Mean-field Langevin dynamics and energy landscape of neural networks
Kaitong Hu, Zhenjie Ren, David Šiška, Łukasz Szpruch
Abstract
L’objectif de nos travaux est d’étudier le fondement théorique pour la convergence des algorithmes du type gradient stochastique, qui sont très souvent utilisés dans les problèmes d’apprentissage non-convexe, e.g. calibrer un réseau de neurones. L’observation clé, qui a déjà été remarquée dans (Mei, Montanari and Nguyen (2018); Chizat and Bach (2018); Rotskoff and Vanden-Eijnden (2018)), est qu’une certaine classe de problèmes non-convexes fini-dimensionnels devient convexe une fois injectée dans l’espace des mesures de probabilité. À l’aide de cette observation nous montrons que la fonction d’énergie correspondante définie dans l’espace des mesures de probabilité a un unique minimiser qui peut être caractérisé par une condition de premier ordre en utilisant la notion de dérivée fonctionnelle. Par la suite, nous étudions la structure de flux de gradient avec la métrique de 2-Wasserstein, que nous appelons la dynamique de Langevin au champs moyen (MFLD), et nous montrons que la loi marginale du flux de gradient converge vers une loi stationnaire qui correspond au minimiser de la même fonction d’énergie précédente. Sous certaines conditions de régularité du probléme initial, la convergence a lieu à une vitesse exponentielle.

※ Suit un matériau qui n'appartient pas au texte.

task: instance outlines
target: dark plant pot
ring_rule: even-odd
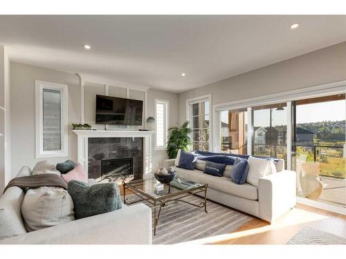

Nos preuves de la convergence vers la loi stationnaire est nouvelle, qui reposent sur le principe d’invariance de LaSalle et l’inégalité HWI. Remarquons que nous ne supposons pas que l’interaction potentielle de MFLD soit du type convolution ou symétrique. De plus, nos résultats s’appliquent aux fonctions d’objectif convexes générales contrairement aux beaucoup d’articles dans la littérature qui se limitent aux fonctions quadratiques. Enfin, nous montrons que la différence entre le probléme initial d’optimisation fini-dimensionnel et sa limite dans l’espace des mesures de probabilité est de l’ordre d’un sur le nombre de paramètres.